Pontus won the JWRC category in Portugal 2013.
Last year, a determined Pontus had one goal – to win the JWRC series, a goal that he reached after hard work and strategic decisions throughout the year. Now it’s time to advance to the second highest category in the World Rally Championship, WRC 2, and with the funding support from EVEN Management and Tätab, the team has come up with a plan to make it possible for Pontus to gain even more experience from events all over Europe during 2014.
“I’ve been looking forward to the next challenge since we finished JWRC last year” says Pontus. “WRC 2 is a natural step in my development and our plan is to participate in six or seven events this year, with the primarily goal to continue building experience for the future.”
British M-Sport became the first manufacturer to produce an R5 rally car and it debuted competitively last year. The R5 is included in the WRC 2 category, where the Super 2000 cars are included as well, is equipped with a 1.6 litres turbocharged engine with a 32 mm restrictor and a five-speed gear box. Pontus has briefly tried the car on two occasions, but has unfortunately not had the opportunity to do a real pre event test for Rally de Portugal.

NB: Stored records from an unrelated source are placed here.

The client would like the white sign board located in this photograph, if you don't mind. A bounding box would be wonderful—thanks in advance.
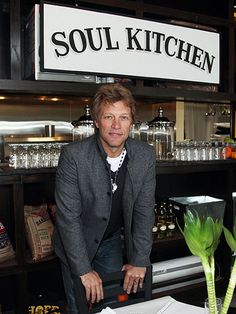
[41,3,220,84]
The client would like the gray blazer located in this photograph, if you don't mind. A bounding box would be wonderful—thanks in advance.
[54,135,156,276]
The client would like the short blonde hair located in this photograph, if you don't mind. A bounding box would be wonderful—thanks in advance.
[92,83,136,122]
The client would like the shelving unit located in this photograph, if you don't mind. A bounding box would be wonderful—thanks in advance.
[0,0,236,314]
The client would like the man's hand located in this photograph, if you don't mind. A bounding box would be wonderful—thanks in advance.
[80,271,104,303]
[122,264,146,294]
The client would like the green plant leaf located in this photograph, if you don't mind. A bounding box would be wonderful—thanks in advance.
[223,227,236,252]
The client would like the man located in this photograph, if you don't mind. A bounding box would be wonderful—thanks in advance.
[54,84,156,314]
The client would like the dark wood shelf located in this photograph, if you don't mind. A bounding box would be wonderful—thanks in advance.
[156,159,236,175]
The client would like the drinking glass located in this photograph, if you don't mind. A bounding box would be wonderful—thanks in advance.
[204,298,222,314]
[9,144,18,168]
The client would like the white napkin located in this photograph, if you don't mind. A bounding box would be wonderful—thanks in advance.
[100,306,116,314]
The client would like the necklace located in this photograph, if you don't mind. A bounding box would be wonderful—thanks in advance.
[111,147,126,193]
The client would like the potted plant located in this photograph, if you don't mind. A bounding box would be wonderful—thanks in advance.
[179,210,236,314]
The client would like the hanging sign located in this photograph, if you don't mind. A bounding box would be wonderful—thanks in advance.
[40,3,220,84]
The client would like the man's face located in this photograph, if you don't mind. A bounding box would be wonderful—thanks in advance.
[95,101,132,157]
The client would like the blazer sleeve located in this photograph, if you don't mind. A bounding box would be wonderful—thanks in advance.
[55,146,92,276]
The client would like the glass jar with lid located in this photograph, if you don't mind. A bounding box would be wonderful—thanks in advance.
[72,105,94,141]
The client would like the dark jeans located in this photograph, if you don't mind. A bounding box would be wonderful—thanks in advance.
[61,233,123,314]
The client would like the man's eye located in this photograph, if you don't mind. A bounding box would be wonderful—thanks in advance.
[104,116,112,120]
[120,116,129,121]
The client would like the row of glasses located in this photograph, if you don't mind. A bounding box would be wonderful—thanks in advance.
[8,142,67,169]
[173,141,224,161]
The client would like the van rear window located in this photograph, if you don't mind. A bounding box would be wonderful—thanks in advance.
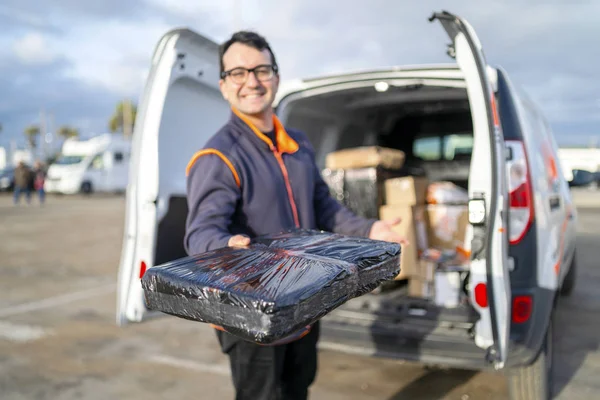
[413,132,473,161]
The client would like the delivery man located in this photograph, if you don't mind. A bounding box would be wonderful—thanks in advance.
[184,31,404,400]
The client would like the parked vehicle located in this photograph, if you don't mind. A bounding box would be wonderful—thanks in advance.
[569,169,598,187]
[117,12,577,399]
[0,167,15,191]
[44,133,131,194]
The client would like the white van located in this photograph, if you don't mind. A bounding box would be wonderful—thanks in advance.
[117,12,576,399]
[44,133,131,194]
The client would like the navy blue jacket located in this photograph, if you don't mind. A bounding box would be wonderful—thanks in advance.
[184,109,374,255]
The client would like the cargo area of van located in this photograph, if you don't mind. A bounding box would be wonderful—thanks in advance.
[279,82,482,359]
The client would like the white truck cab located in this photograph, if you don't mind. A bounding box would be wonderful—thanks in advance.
[44,133,131,194]
[117,12,576,399]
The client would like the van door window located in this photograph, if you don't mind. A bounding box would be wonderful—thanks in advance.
[444,133,473,161]
[90,154,104,169]
[413,136,442,161]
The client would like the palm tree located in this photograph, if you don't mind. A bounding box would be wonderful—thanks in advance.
[108,100,137,136]
[24,124,40,149]
[57,125,79,139]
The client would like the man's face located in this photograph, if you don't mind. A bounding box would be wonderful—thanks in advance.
[219,43,279,116]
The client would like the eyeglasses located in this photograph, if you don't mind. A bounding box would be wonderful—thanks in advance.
[221,65,277,85]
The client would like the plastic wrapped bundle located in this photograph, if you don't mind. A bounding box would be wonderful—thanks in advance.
[256,230,400,296]
[142,231,400,344]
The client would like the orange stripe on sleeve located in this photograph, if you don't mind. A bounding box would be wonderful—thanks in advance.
[185,149,241,187]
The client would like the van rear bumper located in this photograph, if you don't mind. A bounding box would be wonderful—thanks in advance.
[319,317,535,370]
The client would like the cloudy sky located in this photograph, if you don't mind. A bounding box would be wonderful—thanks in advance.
[0,0,600,150]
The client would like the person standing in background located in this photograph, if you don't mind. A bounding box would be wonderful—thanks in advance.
[13,161,32,205]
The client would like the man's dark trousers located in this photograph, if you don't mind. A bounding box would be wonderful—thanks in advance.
[217,322,319,400]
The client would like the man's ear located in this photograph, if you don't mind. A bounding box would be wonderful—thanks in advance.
[219,79,229,101]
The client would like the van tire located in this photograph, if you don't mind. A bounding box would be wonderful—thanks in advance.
[81,182,94,194]
[508,319,554,400]
[560,254,577,296]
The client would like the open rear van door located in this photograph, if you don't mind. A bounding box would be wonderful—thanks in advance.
[117,29,231,325]
[430,11,511,368]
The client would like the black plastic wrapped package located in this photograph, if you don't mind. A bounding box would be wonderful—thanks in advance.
[142,230,400,344]
[321,167,406,218]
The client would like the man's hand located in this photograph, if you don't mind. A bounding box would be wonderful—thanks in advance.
[369,218,409,245]
[227,235,250,247]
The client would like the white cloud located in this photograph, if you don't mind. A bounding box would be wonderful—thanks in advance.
[0,0,600,146]
[13,32,57,64]
[55,21,171,96]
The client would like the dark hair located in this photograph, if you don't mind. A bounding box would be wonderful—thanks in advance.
[219,31,278,73]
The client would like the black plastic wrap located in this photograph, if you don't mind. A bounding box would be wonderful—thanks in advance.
[322,167,407,218]
[142,230,400,344]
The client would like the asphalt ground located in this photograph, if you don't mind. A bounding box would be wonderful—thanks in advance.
[0,191,600,400]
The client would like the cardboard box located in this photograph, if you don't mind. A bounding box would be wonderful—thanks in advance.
[434,268,462,308]
[415,259,438,282]
[321,167,402,218]
[325,146,405,170]
[379,205,428,280]
[385,176,429,206]
[426,204,469,250]
[408,277,435,299]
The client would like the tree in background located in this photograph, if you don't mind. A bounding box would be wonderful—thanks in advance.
[24,124,40,149]
[57,125,79,139]
[108,100,137,136]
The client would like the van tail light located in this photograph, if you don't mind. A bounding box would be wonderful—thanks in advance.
[140,261,146,279]
[475,283,488,308]
[506,140,534,244]
[512,296,533,324]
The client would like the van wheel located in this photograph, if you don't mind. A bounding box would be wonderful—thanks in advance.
[508,319,553,400]
[81,182,94,194]
[560,254,577,296]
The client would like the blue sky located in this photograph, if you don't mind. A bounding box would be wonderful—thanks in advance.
[0,0,600,152]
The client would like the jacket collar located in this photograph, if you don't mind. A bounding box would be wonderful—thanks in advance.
[231,107,300,154]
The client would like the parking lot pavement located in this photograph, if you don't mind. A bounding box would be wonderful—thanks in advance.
[0,195,600,400]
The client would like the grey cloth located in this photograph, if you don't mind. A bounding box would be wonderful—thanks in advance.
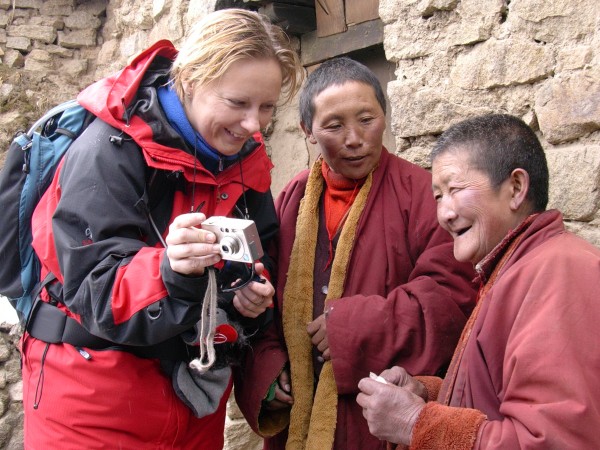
[172,361,231,418]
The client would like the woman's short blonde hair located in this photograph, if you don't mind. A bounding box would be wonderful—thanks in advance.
[171,8,303,102]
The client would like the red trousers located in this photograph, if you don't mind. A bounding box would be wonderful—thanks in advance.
[21,333,232,450]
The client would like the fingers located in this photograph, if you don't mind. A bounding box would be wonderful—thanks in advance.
[233,280,275,318]
[306,314,327,336]
[166,213,221,275]
[379,366,410,386]
[265,369,294,410]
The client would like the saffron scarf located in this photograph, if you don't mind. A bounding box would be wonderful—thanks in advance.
[283,159,373,450]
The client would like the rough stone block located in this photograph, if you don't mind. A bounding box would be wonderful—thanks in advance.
[450,39,554,89]
[6,25,56,44]
[507,0,598,43]
[12,0,43,9]
[58,29,97,48]
[40,2,73,17]
[27,48,52,63]
[24,57,54,73]
[546,145,600,221]
[556,45,594,72]
[535,68,600,144]
[6,36,31,52]
[61,59,88,76]
[65,11,102,30]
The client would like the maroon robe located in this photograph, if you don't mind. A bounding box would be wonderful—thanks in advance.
[410,210,600,450]
[235,150,475,449]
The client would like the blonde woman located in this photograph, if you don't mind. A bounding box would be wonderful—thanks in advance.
[22,9,301,449]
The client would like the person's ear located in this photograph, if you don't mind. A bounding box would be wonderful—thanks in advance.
[510,168,529,211]
[300,122,317,145]
[181,81,194,100]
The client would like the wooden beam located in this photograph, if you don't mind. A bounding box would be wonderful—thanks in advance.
[315,0,347,37]
[300,19,383,66]
[346,0,379,25]
[258,2,317,34]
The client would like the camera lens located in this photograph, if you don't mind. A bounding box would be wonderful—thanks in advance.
[220,236,240,255]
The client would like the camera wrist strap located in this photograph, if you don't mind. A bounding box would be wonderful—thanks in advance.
[190,267,217,373]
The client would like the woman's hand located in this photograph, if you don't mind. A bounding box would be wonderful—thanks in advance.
[166,213,221,275]
[264,369,294,411]
[233,263,275,318]
[379,366,427,401]
[306,313,331,361]
[356,372,425,445]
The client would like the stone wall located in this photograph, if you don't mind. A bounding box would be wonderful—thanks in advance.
[0,0,600,449]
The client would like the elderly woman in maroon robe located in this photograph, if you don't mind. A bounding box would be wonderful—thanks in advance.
[357,115,600,450]
[235,58,475,450]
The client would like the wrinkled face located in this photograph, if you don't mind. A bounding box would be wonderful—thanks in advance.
[432,149,519,265]
[303,81,385,180]
[184,58,282,156]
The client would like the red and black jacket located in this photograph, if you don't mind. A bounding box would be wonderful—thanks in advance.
[33,41,277,346]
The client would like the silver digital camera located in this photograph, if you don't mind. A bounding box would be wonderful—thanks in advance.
[202,216,264,263]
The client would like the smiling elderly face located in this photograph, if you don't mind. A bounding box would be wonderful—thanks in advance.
[432,147,522,265]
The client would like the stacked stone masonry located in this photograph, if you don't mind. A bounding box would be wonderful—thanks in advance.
[0,0,600,449]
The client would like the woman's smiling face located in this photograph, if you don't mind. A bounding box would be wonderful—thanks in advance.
[184,58,282,156]
[432,148,521,265]
[303,81,385,180]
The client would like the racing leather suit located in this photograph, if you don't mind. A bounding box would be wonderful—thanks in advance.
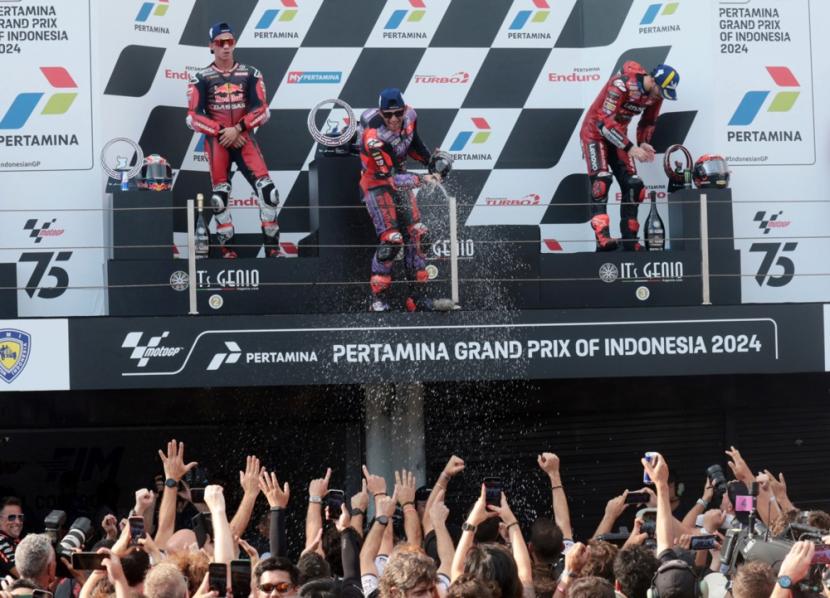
[187,63,279,252]
[358,106,430,310]
[579,61,663,250]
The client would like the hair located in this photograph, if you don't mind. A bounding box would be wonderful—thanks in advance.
[121,550,151,587]
[144,563,187,598]
[614,546,660,598]
[378,550,437,598]
[732,561,775,598]
[14,534,55,579]
[464,544,522,598]
[446,575,501,598]
[530,517,563,563]
[167,550,210,596]
[254,556,300,585]
[580,540,619,583]
[297,552,331,585]
[568,575,616,598]
[0,496,23,511]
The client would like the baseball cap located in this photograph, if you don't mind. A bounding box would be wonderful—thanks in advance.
[378,87,405,110]
[651,64,680,100]
[652,559,699,598]
[209,23,233,41]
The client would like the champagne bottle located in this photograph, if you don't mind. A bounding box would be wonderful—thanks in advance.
[195,193,210,258]
[645,191,666,251]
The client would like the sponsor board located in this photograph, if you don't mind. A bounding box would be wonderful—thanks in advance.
[0,319,68,392]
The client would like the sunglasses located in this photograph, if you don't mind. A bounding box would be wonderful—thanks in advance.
[259,581,294,594]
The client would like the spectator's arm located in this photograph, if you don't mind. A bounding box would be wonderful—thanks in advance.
[592,490,628,538]
[155,439,198,548]
[429,490,455,577]
[450,484,498,581]
[305,467,331,556]
[641,453,675,554]
[360,496,397,577]
[230,455,263,537]
[395,469,423,546]
[205,485,235,565]
[537,453,573,540]
[259,469,291,556]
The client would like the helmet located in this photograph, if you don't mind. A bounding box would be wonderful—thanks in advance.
[692,154,729,189]
[651,64,680,100]
[136,154,173,191]
[427,150,453,179]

“We will simply make the best of the situation and consider this a bit of a test for the rest of the season” says Pontus. “It’s a big lineup in WRC 2 that offers tough competition and I hope we can have a good progression during the rally.”
This marks the third time that Pontus participates in Rally de Portugal and both previous times he finished on the podium in the junior category. The event is one of the most technically challenging in the series and the mix of narrow sections, open roads and hidden difficulties makes it problematic to find the rhythm. The roads are also hard on the tyres and have a clay surface in many places, which quickly becomes very slippery if it starts to rain.
“Rally Portugal is a rally where you have to use your head, you can’t just lean on speed” says Pontus. “The rocky roads make it easy to pick up punctures at the same time as there are many hidden crests and corners. If the pace notes are not correct, you can quickly get in trouble.”
Rally de Portugal is mainly run in the Algarve region but starts with a super special stage in Lisbon on Thursday evening. On Friday and Saturday awaits six stages each day before the final three stages on Sunday. All in all, 16 special stages of a total of 339,46 km will be completed during the weekend.
20 crews have entered the WRC 2 category for Rally de Portugal and nine of those drive Ford Fiesta R5, including the championship leader Yuriy Protasov.